Plato therefore, whose authority I had much rather justly construe than
unjustly resist, meant not in general of poets, in those words of which Julius
Scaliger saith, Qua authoritate barbari quidam atque hispidi, abuti velint ad
poetas e republica exigendos;^38 but only meant to drive out those wrong
opinions of the Deity, whereof now, without further law, Christianity hath
taken away all the hurtful belief, perchance, as he thought, nourished by the
then esteemed poets. And a man need go no further than to Plato himself to
know his meaning; who, in his dialogue called Ion, giveth high and rightly
divine commendation unto poetry. So as Plato, banishing the abuse, not the
thing, not banishing it, but giving due honor unto it, shall be our patron and
not our adversary.
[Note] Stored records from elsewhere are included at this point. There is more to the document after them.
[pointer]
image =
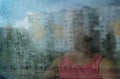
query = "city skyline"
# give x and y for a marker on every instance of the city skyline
(15, 10)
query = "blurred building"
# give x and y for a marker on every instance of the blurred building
(107, 15)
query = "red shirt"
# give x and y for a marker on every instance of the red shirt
(70, 70)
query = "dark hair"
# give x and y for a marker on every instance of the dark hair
(88, 40)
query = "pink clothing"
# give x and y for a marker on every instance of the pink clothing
(70, 70)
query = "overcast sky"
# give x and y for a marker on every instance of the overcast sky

For, indeed, I had much rather, since truly I may do it,
show their mistaking of Plato, under whose lion`s skin they would make an ass
- like braying against poesy, than go about to overthrow his authority; whom,
the wiser a man is, the more just cause he shall find to have in admiration;
especially since he attributeth unto poesy more than myself do, namely to be a
very inspiring of a divine force, far above man`s wit, as in the forenamed
dialogue is apparent.
[Footnote 38: "Which authority [i. e., Plato`s] some barbarous and rude
persons wish to abuse, in order to banish poets from the state." - Scaliger,
"Poetics," 5. a, 1.]
Of the other side, who would show the honors have been by the best sort
of judgments granted them, a whole sea of examples would present themselves:
Alexanders, Caesars, Scipios, all favorers of poets; Laelius, called the Roman
Socrates, himself a poet, so as part of Heautontimoroumenos in Terence was
supposed to be made by him. And even the Greek Socrates, whom Apollo confirmed
to be the only wise man, is said to have spent part of his old time in putting
Aesop`s Fables into verses; and therefore full evil should it become his
scholar, Plato, to put such words in his master`s mouth against poets. But
what needs more? Aristotle writes the Art of Poesy; and why, if it should not
be written? Plutarch teacheth the use to be gathered of them; and how, if they
should not be read? And who reads Plutarch`s either history or philosophy,
shall find he trimmeth both their garments with guards^39 of poesy. But I list
not to defend poesy with the help of his underling historiography. Let it
suffice that it is a fit soil for praise to dwell upon; and what dispraise may
set upon it, is either easily overcome, or transformed into just commendation.
[Footnote 39: Ornaments.]
So that since the exellencies of it may be so easily and so justly
confirmed, and the low-creeping objections so soon trodden down: it not
being an art of lies, but of true doctrine; not of effeminateness, but of
notable stirring of courage; not of abusing man`s wit, but of strengthening
man`s wit; not banished, but honored by Plato; let us rather plant more
laurels for to engarland our poets` heads - which honor of being laureate, as
besides them only triumphant captains were, is a sufficient authority to show
the price they ought to be held in - than suffer the ill - savored breath of
such wrong speakers once to blow upon the clear springs of poesy.